The usual way to make use of these public parameters is to (optionally) join the chain of contribution (so-called phase 1), and to then fork it to specialize it on specific circuits (in a phase 2). This is because Groth16 is not a universal proof system, and as such the public parameters offered by the Perpertual Powers of Tau can’t be used as is.
For Phase 2, a Multi-Party Computation (MPC) will be conducted specifically for the zkLogin system.
To ensure that the initialization is free of bias, the Phase 1 output will be randomized using the result from round #3298000 of the drand random beacon (https://drand.love).
For Phase 2, additional randomization will occur two days after the ceremony is over to minimize bias in contributions.
The exact moment (epoch) for this randomization will be announced once all participants have completed their contributions.
This info is shared in advance to ensure that neither the Sui Foundation nor any individual contributor can influence or predict the random values used in the setup.
After the ceremony, anyone can publicly verify how the drand random beacon value was applied to finalize the settings.
phase2-bn254’s serialization
The parameters of the first phase are configured to work for circuits up to $2^{28}$ constraints. The figure below shows how the parameters are serialized.
Smaller circuits can “trim” the parameters as they don’t need its full length. To do that, they can simply trim each of the sections in the figure above.
The kobigurk/phase2-bn254 tool was patched in https://github.com/MystenLabs/phase2-bn254 to support this trimming (which was broken before the patch). We reviewed the patch and found it to be correct. Essentially, the issue was that the code was deserializing the full-length parameters (for original_circuit_power) using a trimmed description of the parameters (reduced_circuit_power). The important line that fixed the deserialization was:
- let parameters = CeremonyParams::<Bn256>::new(reduced_circuit_power, batch_size);
+ let parameters = CeremonyParams::<Bn256>::new(original_circuit_power, batch_size);
Re-importing response files in snarkjs
Snarkjs allows exporting the latest state so that other tools (like kobigurk/phase2-bn254) can make use of it (for example, to contribute or to trim the parameters as discussed previously).
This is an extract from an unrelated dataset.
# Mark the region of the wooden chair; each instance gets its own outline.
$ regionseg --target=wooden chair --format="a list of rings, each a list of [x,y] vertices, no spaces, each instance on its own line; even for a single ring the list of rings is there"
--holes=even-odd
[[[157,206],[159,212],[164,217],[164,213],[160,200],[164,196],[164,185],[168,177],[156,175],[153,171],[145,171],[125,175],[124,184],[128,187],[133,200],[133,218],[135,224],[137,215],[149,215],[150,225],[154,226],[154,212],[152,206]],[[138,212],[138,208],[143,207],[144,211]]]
The typical flow is summarized in the figure below.
Exporting with snarkjs works by removing the header as well as the history of contributions. What is left is a hash and the latest state of the ceremony (called accumulator in the figure above). The exported file is called a “challenge”.
Importing with snarkjs works by taking a “response” file, which is similar to a challenge file, but with the latest contribution appended to it (see figure below). As snarkjs keeps track of the history of contributions, the latest snarkjs state (on which the last export was performed) is also used to recover that history.
The problem fixed by Mysten Lab’s patch is that snarkjs verifies consistency of the prepended hash when reimporting, which doesn’t always interoperate nicely with external tools.
Specifically, kobigurk/phase2-bn254 computes that prepended hash as HASH(challenge), which when called several times becomes a digest based on a challenge unknown to snarkjs.
Mysten Lab’s fix is to remove this check. We found it to be an acceptable fix as the check is there for sanity check, and a well-coordinated ceremony should not be affected by this change.